Если по порядку, то на Universal придумали пройтись по полям известной истории. В романе «Дракула» присутствует некий доктор Ван Хельсинг, специалист по борьбе с нечистью. Вынести его во главу большого фильма — все равно что снять блокбастер «Инспектор Лестрейд». Тем не менее вынесли. В фильме, время действия которого датируется XIX веком, по заданию Ватикана Ван Хельсинг отправляется в Трансильванию, где молодой графине Анне Валериус требуется срочная помощь. Если она, последний отпрыск благородного рода, подобно своим предкам, падет жертвой вампира Дракулы, все родственные ей знатные покойники, ожидающие своей очереди в чистилище, отправятся в ад на веки вечные. Далее на тесную арену экрана загоняют одновременно Дракулу, монстра Франкенштейна и Оборотня, и шоу начинается. Священные чудовища Universal (в 1930-х годах студия промышляла фильмами ужасов) задираются, как тигры, сотрясаясь от мутаций, позволяющих показать последние достижения компьютерного морфинга. Экспрессионистские декорации, откровенно гипсовые осины на обрывах воссоздают образный ряд юниверсаловского «Франкенштейна» 1931 года. Но кому это согреет душу, кроме верных фанатов? Далее возникают приветы от итальянского готического фильма ужасов 1960-х — это рагацци, герлз. Затянутая в глубоко декольтированный корсет и кожаные штаны графиня с замашками мистрис и три невесты Франкенштейна, что ощериваются на Ван Хельсинга тремя сексуальными кошками.

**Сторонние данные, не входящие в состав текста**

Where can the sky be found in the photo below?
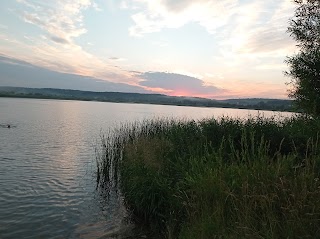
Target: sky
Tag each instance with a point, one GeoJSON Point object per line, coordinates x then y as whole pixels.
{"type": "Point", "coordinates": [204, 48]}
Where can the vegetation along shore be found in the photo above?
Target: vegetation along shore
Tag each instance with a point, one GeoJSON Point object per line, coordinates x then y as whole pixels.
{"type": "Point", "coordinates": [230, 178]}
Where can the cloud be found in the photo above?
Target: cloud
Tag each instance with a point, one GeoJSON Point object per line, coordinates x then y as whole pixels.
{"type": "Point", "coordinates": [59, 40]}
{"type": "Point", "coordinates": [158, 14]}
{"type": "Point", "coordinates": [243, 27]}
{"type": "Point", "coordinates": [177, 84]}
{"type": "Point", "coordinates": [62, 22]}
{"type": "Point", "coordinates": [22, 74]}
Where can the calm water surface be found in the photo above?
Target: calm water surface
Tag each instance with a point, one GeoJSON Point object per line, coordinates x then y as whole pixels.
{"type": "Point", "coordinates": [47, 164]}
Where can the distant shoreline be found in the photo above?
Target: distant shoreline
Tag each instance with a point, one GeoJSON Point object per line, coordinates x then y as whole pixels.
{"type": "Point", "coordinates": [154, 99]}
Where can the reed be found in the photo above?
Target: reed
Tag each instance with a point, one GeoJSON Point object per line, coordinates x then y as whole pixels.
{"type": "Point", "coordinates": [230, 178]}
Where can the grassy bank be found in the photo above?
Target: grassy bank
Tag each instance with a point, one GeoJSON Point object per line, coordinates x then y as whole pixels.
{"type": "Point", "coordinates": [229, 178]}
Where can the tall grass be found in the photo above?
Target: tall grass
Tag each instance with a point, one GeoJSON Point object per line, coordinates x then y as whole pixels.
{"type": "Point", "coordinates": [230, 178]}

Все это прекрасно в своей вульгарности, и совершенно диким кажется получать такой роскошный кэмп из жадных рук крупной голливудской студии. Однако разглядывание — первое и единственное удовольствие, которое ждет зрителя. Действие, даже когда оно перенесется из Трансильвании в Будапешт, будет развиваться по спирали: на новом витке — старые фокусы. Невесты Дракулы будут в двадцатый раз взлетать и тащить с собой в небо графиню Анну, ухватив ее за волосы когтями ног, у Франкенштейна в черепушке будет отчаянно коротить, а Оборотень будет козырять двумя личинами — человека и волка, покуда не пройдут все 72 отстроенные Алланом Камероном («Звездный десант») декорации. Я намеренно ни разу не назвал имя режиссера — это Соммерс, постановщик «Мумий», — потому что фигура режиссера, как и актеров, которым чуть что пририсовывают клыки и зеленые бельма, как и оператора, чью картинку корректировал до бесконечности компьютер, неважны: это уникальный случай авторского кино, где автор — студия. Это ее 180 миллионов, которые лезут, как тролли, изо всех щелей этой кинопещеры; ее самоубийственный жест, ее похмельный сон, заплутавший в своих же кошмарах 70-летней давности. И все же есть один, и крайне весомый, резон, почему на эту картину, может статься, все-таки будет ломиться народ. Это та самая причина, по которой широкие массы уже 135 лет — и успех недавнего сериала тому подтверждение — не нарадуются смотреть на то, как Настасья Филипповна бросает в камин сакраментальные сто тысяч рублей.